Senotherapeutics, particularly DQ, are potentially important therapeutic interventions for IPF and perhaps other fibrotic ILDs that feature an initial inflammatory, followed by fibroproliferative, phase such as viral pneumonia and acute respiratory distress syndrome (ARDS). Could senotherapeutics be used for pulmonary fibrosis in patients with post-acute sequelae of COVID-19 (PASC)? Elderly patients who require ICU care and mechanical ventilation appear to be at the highest risk of developing PASC ILD, including pulmonary fibrosis [108]. Considering the vast prevalence of COVID-19 worldwide, even a small proportion of PASC lung fibrosis would have a tremendous deleterious impact on our health-care system.
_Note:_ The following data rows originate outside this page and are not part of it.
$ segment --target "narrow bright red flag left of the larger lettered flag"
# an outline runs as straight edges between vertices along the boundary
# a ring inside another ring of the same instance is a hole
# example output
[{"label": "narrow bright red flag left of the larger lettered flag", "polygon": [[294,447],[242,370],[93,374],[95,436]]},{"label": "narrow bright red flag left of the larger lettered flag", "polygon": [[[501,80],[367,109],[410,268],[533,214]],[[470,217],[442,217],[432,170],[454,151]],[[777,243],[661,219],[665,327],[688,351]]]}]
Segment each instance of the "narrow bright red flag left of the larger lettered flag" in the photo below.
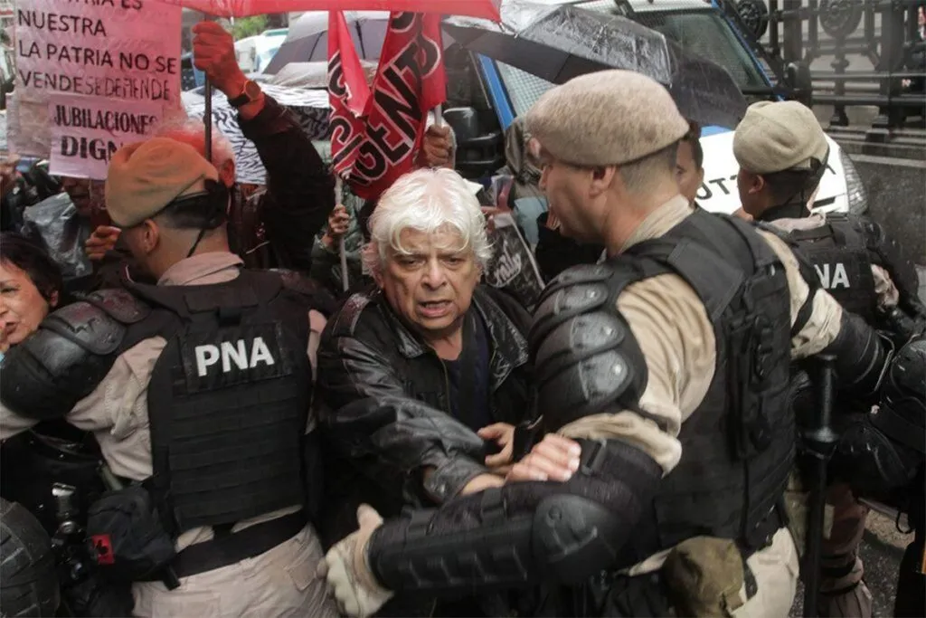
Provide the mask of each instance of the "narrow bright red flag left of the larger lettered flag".
[{"label": "narrow bright red flag left of the larger lettered flag", "polygon": [[369,86],[341,11],[328,13],[328,96],[332,102],[332,167],[344,176],[363,142],[365,127],[360,116],[367,107]]}]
While the prevalence of PASC pulmonary fibrosis will become apparent with time, early data from such patients suggest that 25–65% of recovered patients develop fibrotic lung abnormalities at 3 months on HRCT [108, 109]. Currently, no proven options are available for their treatment though anti-fibrotic agents are in clinical trials, albeit none with DQ.

As another example, there are other pulmonary diseases that feature interstitial fibrosis following an initial inflammatory phase. Fibrotic/chronic hypersensitivity pneumonitis (HP) is initiated by an antigen that results in a robust TH1 predominant response, which may be visualized by GGOs on HRCT or non-necrotizing granulomas on lung biopsy. There are many clinical and pathogenetic parallels between fibroproliferative HP and IPF, including an association with advanced age, shortened telomeres, and lack of significant improvement with anti-inflammatory treatments [110,111,112,113]. Interestingly, telomere shortening has been identified and is prognostically significant in many ILDs. However, given the disparate results with scleroderma-associated ILD, use of senolytics in fibrotic HP should undergo a proof of concept trial first [114, 115]. Indeed, there are many unanswered questions in the general fields of senescence and senotherapeutics in fibrotic pulmonary diseases.